What is the pull_request_target trigger and why is it dangerous?
The pull_request_target trigger runs with the permissions of the target branch even when a PR is opened from a fork, granting access to repository secrets. This makes it particularly dangerous when handling untrusted contributions. For most scenarios, the pull_request trigger is sufficient.
Can GitHub’s built-in secret masking prevent this type of exfiltration?
The malicious code bypassed GitHub’s process for redacting secrets from run logs by encoding them in ways the masking system didn’t recognise. Secret masking is a useful layer but shouldn’t be relied upon as the sole defence. Combine it with OIDC, permission scoping, and SHA pinning for comprehensive protection.
How does the reviewdog compromise relate to the tj-actions incident?
The reviewdog compromise (CVE-2025-30154) was the initial stage of the attack. Attackers compromised the reviewdog organisation’s actions to steal a GitHub PAT belonging to a tj-actions maintainer. That stolen PAT was then used to mutate all tj-actions/changed-files tags to point to malicious code. The reviewdog compromise was the enabler; tj-actions was the delivery mechanism.
What should I use instead of tj-actions/changed-files?
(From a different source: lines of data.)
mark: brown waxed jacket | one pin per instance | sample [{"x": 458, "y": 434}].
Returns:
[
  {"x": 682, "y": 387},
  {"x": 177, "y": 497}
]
Step Security provides step-security/changed-files as a drop-in replacement. Or you can use native Git commands within your workflow to detect changed files. Whatever you choose, pin it by commit SHA rather than tag to prevent the same class of attack.
How do I check workflow logs for evidence of secret exposure?
Use the GitHub API to retrieve workflow run logs from the compromise window. Scan them with the Checkmarx 2MS scanner or TruffleHog for patterns indicating exposed credentials—base64-encoded strings, key formats matching cloud providers, token patterns. Pay attention to any unusual output that doesn’t match expected workflow behaviour.
Are self-hosted GitHub Actions runners safer than GitHub-hosted runners?
Self-hosted runners can provide more control over the execution environment but introduce different risks: persistent state between runs, network access to internal resources, and longer credential exposure windows. Unlike GitHub-hosted runners that are destroyed after each job, self-hosted runners persist and can be permanently compromised. Neither runner type is inherently safer; each requires specific hardening.